Agent explains why Boeser, Canucks went with bridge deal

Brock Boeser's agent Ben Hankinson joins Sportsnet 650 Vancouver to discuss how the 3-year deal came together between his client and the Vancouver Canucks.

The Vancouver Canucks ended a potential lingering distraction by signing forward Brock Boeser to a three-year, $17.6-million contract Monday.

“I’m relieved, Brock is more relieved, and the fans are most relieved,” Boeser’s agent Ben Hankinson told Sportsnet 650 on Tuesday.

As Hankinson explained, negotiations had been ongoing and both sides were left slightly disappointed — which often means a fair deal was reached.

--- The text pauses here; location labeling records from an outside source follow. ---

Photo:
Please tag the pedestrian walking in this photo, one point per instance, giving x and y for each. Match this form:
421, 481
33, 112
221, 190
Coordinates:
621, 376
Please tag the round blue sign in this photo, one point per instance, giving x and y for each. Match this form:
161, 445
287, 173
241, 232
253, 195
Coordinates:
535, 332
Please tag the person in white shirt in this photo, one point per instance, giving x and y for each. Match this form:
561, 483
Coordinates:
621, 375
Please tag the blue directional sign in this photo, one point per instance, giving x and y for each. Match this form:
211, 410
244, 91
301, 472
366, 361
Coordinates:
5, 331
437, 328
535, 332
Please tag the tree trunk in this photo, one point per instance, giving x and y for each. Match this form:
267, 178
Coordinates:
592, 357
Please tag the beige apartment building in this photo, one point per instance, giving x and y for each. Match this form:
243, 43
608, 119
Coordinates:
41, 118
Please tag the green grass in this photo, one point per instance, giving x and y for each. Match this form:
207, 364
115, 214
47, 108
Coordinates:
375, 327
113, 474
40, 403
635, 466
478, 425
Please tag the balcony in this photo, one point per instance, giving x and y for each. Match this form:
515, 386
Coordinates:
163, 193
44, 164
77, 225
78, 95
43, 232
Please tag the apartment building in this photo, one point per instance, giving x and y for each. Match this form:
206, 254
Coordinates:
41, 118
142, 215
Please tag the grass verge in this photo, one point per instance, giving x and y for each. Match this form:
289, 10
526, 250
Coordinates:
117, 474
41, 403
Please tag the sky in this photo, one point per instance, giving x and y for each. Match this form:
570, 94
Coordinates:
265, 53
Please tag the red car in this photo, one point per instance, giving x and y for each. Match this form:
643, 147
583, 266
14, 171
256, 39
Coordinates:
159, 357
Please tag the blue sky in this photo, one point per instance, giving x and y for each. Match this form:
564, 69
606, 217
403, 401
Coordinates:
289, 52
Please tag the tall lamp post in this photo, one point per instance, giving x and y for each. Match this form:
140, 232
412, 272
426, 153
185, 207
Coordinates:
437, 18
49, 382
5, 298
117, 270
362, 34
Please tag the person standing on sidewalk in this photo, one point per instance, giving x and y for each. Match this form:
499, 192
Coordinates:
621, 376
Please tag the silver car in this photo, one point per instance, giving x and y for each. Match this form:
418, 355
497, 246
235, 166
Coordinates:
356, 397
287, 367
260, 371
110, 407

“At the end of the day we compromised, both sides, and did a fair deal,” Hankinson said. “They were stuck on an offer that they hadn’t moved from in a long time and so were we. They thought their offer was fair. I obviously didn’t think so. I thought our deal was fair and Jim (Benning), on Sunday night, we kind of huddled with the owner and Chris Gear (the team’s vice president and general counsel) and his group.

“We kind of met in the middle, basically. (Benning) wasn’t happy, I certainly wasn’t happy with where he got to and that’s usually a good sign. We swore at each other a little bit and got the deal done.”

Brock Boeser's agent: 'We were really close to getting a long-term deal done'
September 17 2019

Boeser will be 25 and a restricted free agent when this deal expires in 2022. When asked why a long-term deal wasn’t reached, Hankinson said the two parties were initially headed down that road.

“We started over a year ago, in August, going through long-term options and we sat down and huddled and going into his last season (of his entry-level contract) last year we had seven-year deal options, six-year deal options,” Hankinson said. “It wasn’t where we thought it should be. The market obviously changed, so we’re happy we didn’t sign what the numbers were back then.”

Prior to this past June’s NHL Draft, the Canucks reportedly had a lucrative offer on the table but nothing came to fruition.

“There were some rumblings that there was a $7-million offer at the draft and that’s fairly accurate, and at that point we were really close to getting a long-term deal done,” Hankinson added. “We weren’t there yet and if I look back I’m still happy we didn’t do that deal, but it was getting in the ‘take it’ zone right about then.”

Around that same time, though, the Canucks traded for J.T. Miller ($5.25-million average annual value), re-signed Alex Edler ($6-million average annual value), signed Tyler Myers ($6-million average annual value), Roberto Luongo retired, adding an annual recapture penalty of $3,033,206 to the cap and all of a sudden the team had some cap issues to manage.

Negotiations were pushed back as the two sides regrouped before they ultimately settled on three years and a $5.875-million cap hit.

Boeser leads all Canucks players in goals and points over the past two seasons, despite some injury problems, and Hankinson said the Burnsville, Minn., native is coming into the 2019-20 season “fully healthy, fully ready to go.”